Per esempio, per l’euritmia, più o meno ha parlato veramente il destino. Oggi qualcuno potrebbe asserire che un bel giorno è sorto il pensiero che dovesse esserci un’euritmia. Ma così non fu. Esisteva invece una famiglia che aveva perduto il padre, e la madre era preoccupata di come provvedere ai numerosi figli. Questi dovevano scegliere ima professione. Allora il movimento antroposofico era ancora piccolo; mi fu chiesto che cosa le figlie avrebbero potuto fare, e in quell’occasione vennero mossi i primi passi per giungere all’euritmia. Lo si fece nel senso più stretto, e nacquero così le prime indicazioni euritmiche. Il destino aveva parlato: era nata l’euritmia perché esisteva l’antroposofia e perché qualcuno, in campo antroposofico, aveva cercato una professione per la vita. Non tardò molto, e le prime che allora avevano studiato l’euritmia divennero maestre, e la diffusero ulteriormente. La signora Steiner se ne è occupata, e l’euritmia è diventata quello che è oggi. Si può quindi arrivare al giudizio che non si è cercata l’euritmia, ma che l’euritmia ha cercato l’antroposofia.

 

Vediamo ora la medicina. La dottoressa Wegman è socia della Società Antroposofica in realtà da quando esiste la società stessa. Essa aveva la tendenza, dall’inizio della sua attività terapeutica, di agire come medico entro il movimento antroposofico. Si era dedicata alla medicina da vera antroposofa. Così, anche in questo caso, la medicina si è sviluppata dall’antroposofia, ed oggi vi si è inserita appunto perché quello sviluppo è avvenuto attraverso una personalità.

 

E ancora.

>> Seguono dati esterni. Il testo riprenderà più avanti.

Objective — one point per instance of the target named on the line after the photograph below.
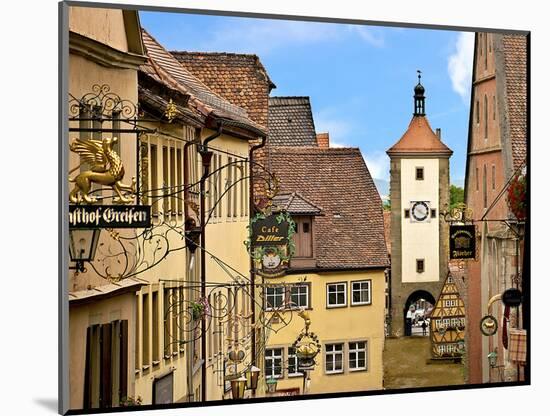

Quando le agitazioni della guerra mondiale si furono esaurite, gli uomini pensarono ad ogni sorta di cose: Ora deve avvenire qualcosa di grandioso, dopo la molta miseria sopportata, ora gli uomini devono avere il coraggio di fare qualcosa di grandioso, di trasformarsi completamente. Furono concepiti ideali grandiosi. Tutti gli scrittori che di solito scrivono qualcosa d’altro si occuparono dell’avvenire dello Stato, dell’avvenire dell’ordine sociale, e così via. Tutto era teso al pensiero: che deve ora fare l’uomo? Anche in campo antroposofico sorsero molte di queste cose, e di nuovo scomparvero.

 

Soltanto nel settore della pedagogia, fino ad allora esisteva realmente poco. Il mio breve scritto L’educazione del bambino secondo la scienza dello spirito, nato piuttosto all’inizio del movimento antroposofico, esisteva, con diverse indicazioni, e conteneva in sostanza già un sistema completo di pedagogia, ma non fu considerato null’altro che un modo, per le madri, di allevare i loro figli nel senso di quel libretto. Mi veniva sempre chiesto: Questo bambino va vestito di blu? e quell’altro di rosso? a questo va messa ima coperta gialla sul letto? e a quell’altro una rossa? Mi veniva anche chiesto che cosa un fanciullo dovesse mangiare e così via. Erano belle aspirazioni nel settore pedagogico, ma non molto di più.

 

In mezzo a tutti quegli ideali confusi, a Emil Molt, a Stoccarda, venne l’idea di fondare una scuola per i figli degli operai della fabbrica di sigarette Waldorf-Astoria. Emil Molt, che è oggi qui presente, ebbe pure l’idea di affidarmi la direzione di quella scuola, e così essa non potè diventare che antroposofica. Questi sono i fatti. Il destino aveva appunto disposto in questo modo. La scuola venne fondata con 150 bambini che provenivano dalla fabbrica Waldorf-Astoria. Essa ebbe dei maestri che vennero presi dal movimento antroposofico. Grazie alle leggi scolastiche del Württemberg fu possibile assumere, quali insegnanti, quelli che si stimavano adatti; non si pose infatti altra condizione se non quella che chi doveva diventare insegnante dovesse dimostrare in generale di esservi adatto. Tutto questo avveniva ancora prima della grande liberazione dell’umanità, fatta dall’Assemblea Nazionale di Weimar. Dopo di allora non sarebbe più stato possibile agire in quel modo libero. Così si potè almeno cominciare, e si spera sarà pure possibile, almeno per un paio d’anni, di avere anche le classi inferiori.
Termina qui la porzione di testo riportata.